The attacks came as Israel and Hamas traded accusations of violating the ceasefire deal. "Following security consultations, Prime Minister Netanyahu has directed the military to immediately carry out forceful strikes in the Gaza Strip," the office of Prime Minister Benjamin Netanyahu said in an online statement.

Netanyahu's announcement came after he met with senior security ministers to discuss a response to what Israel called an attempt by Hamas to stage the return of the partial remains of a hostage whose body the militants were supposed to return under the terms of the ceasefire. Israel had already located most of the remains earlier in the war. Israel released drone footage that it said showed Hamas operatives burying a bag with remains in the ground so that the International Committee of the Red Cross could "find" them.

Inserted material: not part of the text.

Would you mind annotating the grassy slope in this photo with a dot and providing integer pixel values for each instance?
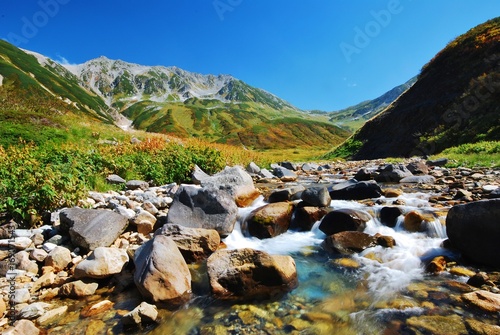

Netanyahu called the move a "clear violation" of the U.S.-negotiated ceasefire.

Hamas said in a statement that Israel's allegations about its "slow response" to returning hostage bodies are "baseless and aimed at misleading public opinion." It said, "The occupation is seeking to fabricate false pretexts in preparation for taking new aggressive steps against our people, in blatant violation of the ceasefire agreement."

Israeli Defense Minister Israel Katz said in a statement that Hamas would "pay a heavy price for attacking" Israeli troops in Gaza and failing to return deceased hostages.

On Oct. 19, the Israeli military carried out a series of airstrikes in Gaza after two of its soldiers were killed in Rafah. After those Israeli strikes, dozens of people, Trump said the ceasefire was still in place.

Hamas said it had "no connection" to the shooting of Israeli soldiers in Rafah. It said it would stick to the ceasefire and called on mediators to "take immediate action" to press Israel to stop its attacks in violation of the agreement.

This is a developing story that may be updated.